Despite these encouraging results, market access challenges remain. TherOx’s device does not generally receive adjusted or supplemental reimbursement, currently requiring hospitals to weigh their incremental cost against the value of improved patient outcomes. Moreover, the device’s indication is limited to patients with a left anterior descending coronary artery occlusion who received rapid PCI (≤6 hours). ZOLL will undoubtedly be addressing these limitations to gradually gain wider adoption.
Figure 2: TherOx results in the most severe AMI patients (LAD STEMI) who received prompt intervention (≤6 hours).
The vast majority of drug therapies currently employed are available as generics, and many new pharmacological therapies have fallen short. Similar to the device approaches, new entrants will face the significant burden of clinical evidence, where large, randomized trials will be needed to gain approval and widespread adoption.
A combination therapy of high-dose N-acetylcystine paired with low-dose nitroglycerin (NAC/NTG) represents an encouraging recent example.
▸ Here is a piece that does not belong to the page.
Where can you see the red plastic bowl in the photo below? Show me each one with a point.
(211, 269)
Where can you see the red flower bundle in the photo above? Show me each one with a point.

An Australia study published in 2017 found that NAC/NTG is associated with reduced infarct size (5.5% absolute reduction) in STEMI patients. However, similar to the promising examples before, this study is relatively small (N=112) and further research is needed to evaluate the impact on clinical outcomes.
There exists a pipeline of other novel potential therapies. Athera’s ATH3G10 represents a potential first-in-class mechanism and is currently enrolling patients for a Phase 2 study. Similarly, Recardio is currently evaluating the impact of dutogliptin in combination with G-CSF in a Phase 2B study. Nevertheless, the significant remaining hurdle of convincing clinical evidence should not be underestimated.
These promising examples highlight the range of potential strategies that exist but require further testing for validation. Conceivably, more complex trial design and patient recruiting could stratify ideal patients that will achieve the greatest effect (similar to TherOx’s approach). On the other hand, completely new approaches and endpoints may be required to continue to improve care. For example, a potential new approach might target coronary microvascular obstructions, as recent evidence suggests these may be more predictive of major adverse cardiovascular events than infarct size. The significant challenges of cardiovascular health continue to loom over patients (and insurers) and will handsomely reward whomever can crack the formula and further improve clinical outcomes.